The project follows the standard Cookiecutter Data Science structure to ensure reproducibility and maintainability.
├── LICENSE <- MIT License
├── Makefile <- Convenience commands like `make data` or `make train`
├── README.md <- The top-level README for developers using this project.
├── data
│ ├── external <- Data from third party sources.
│ ├── interim <- Intermediate data that has been transformed.
│ ├── processed <- The final, canonical data sets for modeling.

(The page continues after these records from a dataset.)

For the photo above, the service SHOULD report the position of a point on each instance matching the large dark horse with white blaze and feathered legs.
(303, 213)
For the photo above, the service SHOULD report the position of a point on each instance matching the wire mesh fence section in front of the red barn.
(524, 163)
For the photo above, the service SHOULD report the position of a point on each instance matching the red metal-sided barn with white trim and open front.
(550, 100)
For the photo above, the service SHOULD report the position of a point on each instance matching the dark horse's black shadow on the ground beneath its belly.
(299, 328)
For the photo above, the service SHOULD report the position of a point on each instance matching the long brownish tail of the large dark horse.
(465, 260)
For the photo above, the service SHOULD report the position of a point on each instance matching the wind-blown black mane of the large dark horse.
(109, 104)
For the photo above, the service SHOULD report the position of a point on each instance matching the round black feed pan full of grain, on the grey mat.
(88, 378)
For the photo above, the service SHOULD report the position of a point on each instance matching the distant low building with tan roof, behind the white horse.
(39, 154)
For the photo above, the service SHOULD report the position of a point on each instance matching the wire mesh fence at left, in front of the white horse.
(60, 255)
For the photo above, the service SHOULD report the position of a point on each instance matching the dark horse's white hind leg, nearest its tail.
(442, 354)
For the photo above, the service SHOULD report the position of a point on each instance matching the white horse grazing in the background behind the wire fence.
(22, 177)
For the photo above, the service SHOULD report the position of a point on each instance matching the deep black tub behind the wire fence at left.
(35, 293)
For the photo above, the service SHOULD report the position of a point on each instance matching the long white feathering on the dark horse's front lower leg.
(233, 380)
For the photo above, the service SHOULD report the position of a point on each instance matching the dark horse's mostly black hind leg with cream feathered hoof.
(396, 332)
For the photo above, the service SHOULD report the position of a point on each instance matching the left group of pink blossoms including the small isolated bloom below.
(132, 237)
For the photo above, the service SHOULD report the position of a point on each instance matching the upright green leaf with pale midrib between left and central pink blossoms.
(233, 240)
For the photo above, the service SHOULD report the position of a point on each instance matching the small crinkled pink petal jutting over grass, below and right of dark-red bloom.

│ └── raw <- The original, immutable data dump (Kaggle Archive).
│
├── docs <- Project documentation (MkDocs).
│
├── models <- Trained models (.pth), serialized weights, and prediction logs.
│
├── notebooks <- Jupyter notebooks for EDA and prototyping.
│
├── pyproject.toml <- Project configuration file with package metadata.
│
├── references <- Data dictionaries, manuals, and explanatory materials.
│
├── reports <- Generated analysis as HTML, PDF, LaTeX, etc.
│ └── figures <- Generated graphics (ROC curves, Confusion Matrices).
│
├── requirements.txt <- The requirements file for reproducing the analysis environment.
│
├── setup.cfg <- Configuration file for flake8 and linting.
│
└── chest_x_ray_classification <- Source code for use in this project.
│
├── __init__.py <- Makes chest_x_ray_classification a Python module
│
├── config.py <- Store useful variables and configuration
│
├── dataset.py <- Scripts to download, parse, and transform data
│
├── features.py <- Code to create features for modeling
│
├── modeling
│ ├── __init__.py
│ ├── predict.py <- Code to run inference and evaluation
│ ├── train.py <- Code to train models (DenseNet/ResNet)

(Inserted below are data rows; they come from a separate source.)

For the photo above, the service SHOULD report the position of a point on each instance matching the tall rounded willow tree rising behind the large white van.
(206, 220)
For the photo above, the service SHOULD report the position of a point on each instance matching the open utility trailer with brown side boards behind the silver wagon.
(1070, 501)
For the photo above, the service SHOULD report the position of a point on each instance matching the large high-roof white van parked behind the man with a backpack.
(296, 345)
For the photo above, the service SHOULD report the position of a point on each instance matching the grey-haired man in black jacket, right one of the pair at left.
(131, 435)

│ ├── tune_threshold.py <- Script to optimize decision thresholds
│ └── evaluate_final.py <- Final metric generation script
│
└── plots.py <- Code to create visualizations (Grad-CAM, EDA)

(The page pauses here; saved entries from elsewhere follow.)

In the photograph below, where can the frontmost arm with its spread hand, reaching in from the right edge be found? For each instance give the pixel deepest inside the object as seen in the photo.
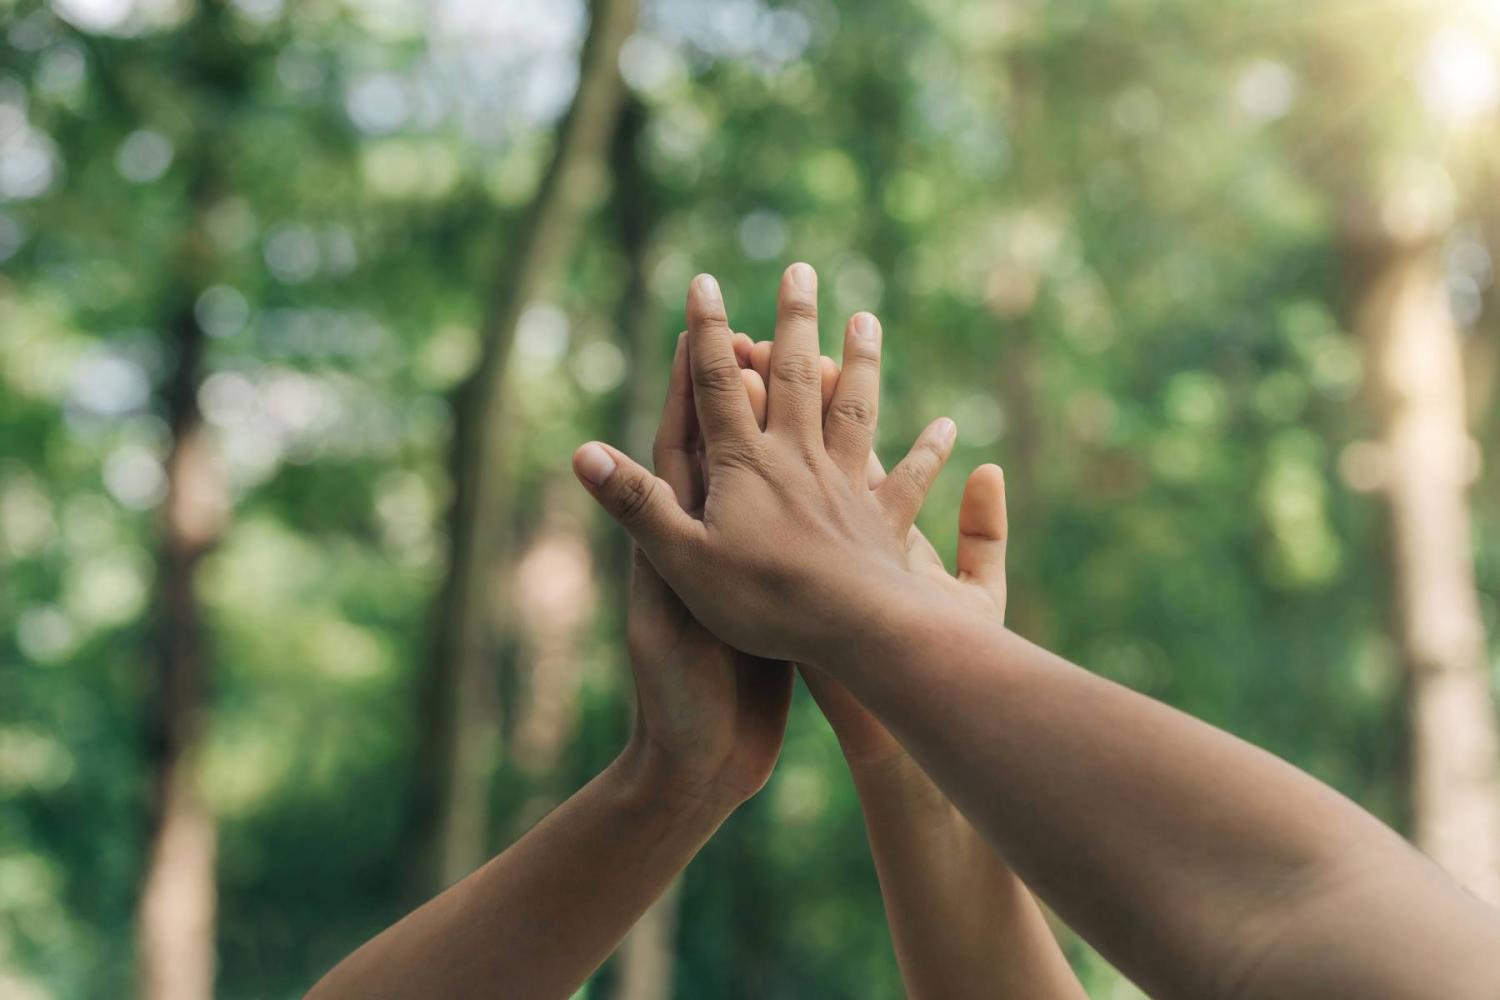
(1201, 866)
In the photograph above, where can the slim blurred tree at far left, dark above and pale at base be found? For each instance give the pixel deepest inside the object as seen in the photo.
(178, 906)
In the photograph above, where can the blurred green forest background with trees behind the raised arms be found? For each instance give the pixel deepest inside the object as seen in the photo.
(304, 308)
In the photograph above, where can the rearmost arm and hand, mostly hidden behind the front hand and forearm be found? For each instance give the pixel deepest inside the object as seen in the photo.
(964, 926)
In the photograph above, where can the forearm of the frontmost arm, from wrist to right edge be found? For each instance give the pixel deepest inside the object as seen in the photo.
(1184, 855)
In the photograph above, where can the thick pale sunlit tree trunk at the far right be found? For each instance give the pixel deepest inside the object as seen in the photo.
(1415, 367)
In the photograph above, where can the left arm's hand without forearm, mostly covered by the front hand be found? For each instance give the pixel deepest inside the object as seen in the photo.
(709, 716)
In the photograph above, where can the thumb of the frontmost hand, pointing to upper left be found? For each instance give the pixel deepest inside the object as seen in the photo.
(641, 503)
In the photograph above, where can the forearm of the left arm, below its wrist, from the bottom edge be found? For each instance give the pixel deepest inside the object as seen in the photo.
(541, 918)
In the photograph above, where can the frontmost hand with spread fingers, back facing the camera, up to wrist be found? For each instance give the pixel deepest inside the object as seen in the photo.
(794, 548)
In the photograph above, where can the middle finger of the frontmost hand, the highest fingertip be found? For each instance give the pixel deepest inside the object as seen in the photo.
(796, 382)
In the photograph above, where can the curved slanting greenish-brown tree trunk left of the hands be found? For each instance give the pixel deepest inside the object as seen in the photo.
(461, 701)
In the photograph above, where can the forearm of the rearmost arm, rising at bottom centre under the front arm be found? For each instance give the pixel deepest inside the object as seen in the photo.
(962, 923)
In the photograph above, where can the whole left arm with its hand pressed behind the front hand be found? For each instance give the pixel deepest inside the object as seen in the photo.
(539, 920)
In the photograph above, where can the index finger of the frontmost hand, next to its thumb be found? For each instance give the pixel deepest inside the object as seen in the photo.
(724, 413)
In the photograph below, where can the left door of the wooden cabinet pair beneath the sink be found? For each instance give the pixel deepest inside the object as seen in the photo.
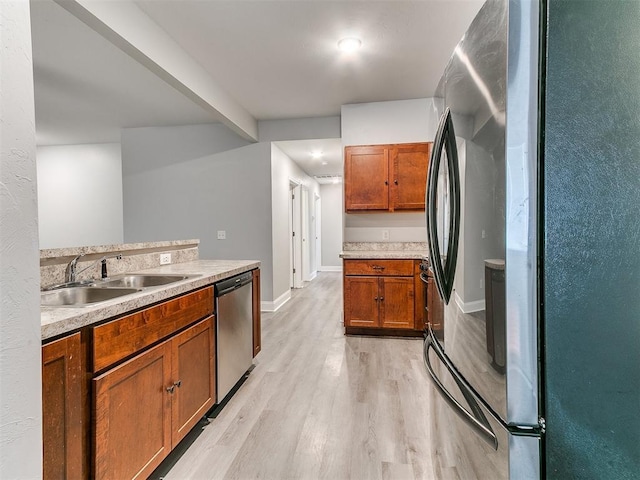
(132, 423)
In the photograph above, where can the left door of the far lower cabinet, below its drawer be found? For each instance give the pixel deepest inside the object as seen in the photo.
(361, 299)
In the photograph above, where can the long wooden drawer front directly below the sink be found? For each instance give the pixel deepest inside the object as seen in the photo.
(116, 340)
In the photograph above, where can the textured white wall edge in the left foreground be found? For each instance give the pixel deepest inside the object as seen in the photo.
(20, 344)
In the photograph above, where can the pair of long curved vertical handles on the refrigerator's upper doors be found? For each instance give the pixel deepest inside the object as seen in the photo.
(445, 140)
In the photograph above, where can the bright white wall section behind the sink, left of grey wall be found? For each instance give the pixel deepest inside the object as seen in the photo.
(80, 195)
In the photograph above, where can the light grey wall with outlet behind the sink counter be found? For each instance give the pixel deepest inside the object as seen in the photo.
(190, 182)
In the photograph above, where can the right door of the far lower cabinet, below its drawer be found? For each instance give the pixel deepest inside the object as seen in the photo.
(397, 302)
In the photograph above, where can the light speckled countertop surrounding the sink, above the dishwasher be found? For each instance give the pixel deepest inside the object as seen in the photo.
(60, 320)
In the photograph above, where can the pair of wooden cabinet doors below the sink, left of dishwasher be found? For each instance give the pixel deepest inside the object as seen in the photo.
(146, 405)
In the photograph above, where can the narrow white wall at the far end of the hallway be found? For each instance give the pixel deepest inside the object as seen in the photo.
(331, 225)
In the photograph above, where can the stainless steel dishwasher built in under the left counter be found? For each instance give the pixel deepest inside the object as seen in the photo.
(234, 331)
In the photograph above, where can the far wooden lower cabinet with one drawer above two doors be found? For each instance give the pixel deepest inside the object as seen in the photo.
(383, 301)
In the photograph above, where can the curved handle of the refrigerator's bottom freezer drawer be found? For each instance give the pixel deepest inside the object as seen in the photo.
(476, 420)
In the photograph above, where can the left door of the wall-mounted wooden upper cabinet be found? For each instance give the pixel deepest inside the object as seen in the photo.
(366, 175)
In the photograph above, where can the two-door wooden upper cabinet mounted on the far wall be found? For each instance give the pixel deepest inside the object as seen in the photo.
(386, 177)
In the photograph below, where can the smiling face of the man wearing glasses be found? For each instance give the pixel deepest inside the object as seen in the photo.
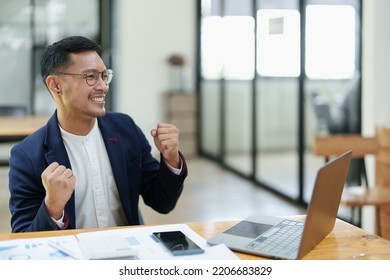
(78, 99)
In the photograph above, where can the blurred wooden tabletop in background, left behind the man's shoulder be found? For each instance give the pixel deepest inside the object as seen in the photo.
(17, 128)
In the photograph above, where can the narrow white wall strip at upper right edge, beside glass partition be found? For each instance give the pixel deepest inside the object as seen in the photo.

The model was optimized for Medical Safety (high sensitivity) rather than raw accuracy.
| Metric | Result | Notes |
|---|---|---|
| Pneumonia AUC | 0.99 | Excellent separation capabilities |
| Pneumonia Recall | 97% | Misses <3% of sick patients (Triage-Ready) |
| Overall Accuracy | 76% | Calibrated to minimize False Negatives |
Note: The lower overall accuracy is a deliberate trade-off. The model is tuned to be "paranoid" about disease, resulting in higher False Positives but ensuring nearly zero missed diagnoses.
-
Clone the repository: Bash
git clone https://github.com/shallowManica/Chest-X-Ray-Classification.git cd Chest-X-Ray-Classification -
Create a virtual environment: Bash
# Windows python -m venv venv venv\Scripts\activate # Mac/Linux python3 -m venv venv source venv/bin/activate -
Install dependencies: Bash
pip install -r requirements.txt -
Configure data paths (Optional):
By default, the project expects data in
./data/raw/archive/. If your data is in a different location, you can either:-
Option A: Copy/move your data to match the default structure:
Chest-X-Ray-Classification/ └── data/ └── raw/ └── archive/ ├── train/ ├── val/ └── test/ -
Option B: Set environment variables to point to your custom paths:
# Option B1: Export variables in your shell session export DATA_DIR=/path/to/your/chest-xray-data export MODELS_DIR=/path/to/your/models # Option B2: Use a .env file (requires python-dotenv) # Install python-dotenv if not already installed pip install python-dotenv # Copy the example environment file cp .env.example .env # Edit .env and set your custom paths # Then load it in your scripts: # from dotenv import load_dotenv # load_dotenv()
-
To train the unweighted DenseNet-121 model (optimized for TB recall):
Bash
python chest_x_ray_classification/modeling/train.py
To generate the ROC Curves, Confusion Matrix, and Reliability Diagram:
Bash
python chest_x_ray_classification/modeling/evaluate_final.py
To visualize Saliency Maps and verify the model is looking at lung pathology (not artifacts):
Bash
python chest_x_ray_classification/plots.py
A full deployment plan is detailed in reports/TECHNICAL_REPORT.md. Highlights include:
- Shadow Mode: The model will run in the background, flagging "High Confidence" (>0.25) Pneumonia cases for priority review.
- Drift Detection: Monitoring pixel intensity distributions to detect scanner hardware changes.
- Privacy: On-premise containerization to ensure PHI (Protected Health Information) compliance.
- Architecture: DenseNet-121 (Huang et al., 2017) pretrained on ImageNet.
- Dataset: Chest X-Ray Dataset (Kaggle).
- Template: Cookiecutter Data Science.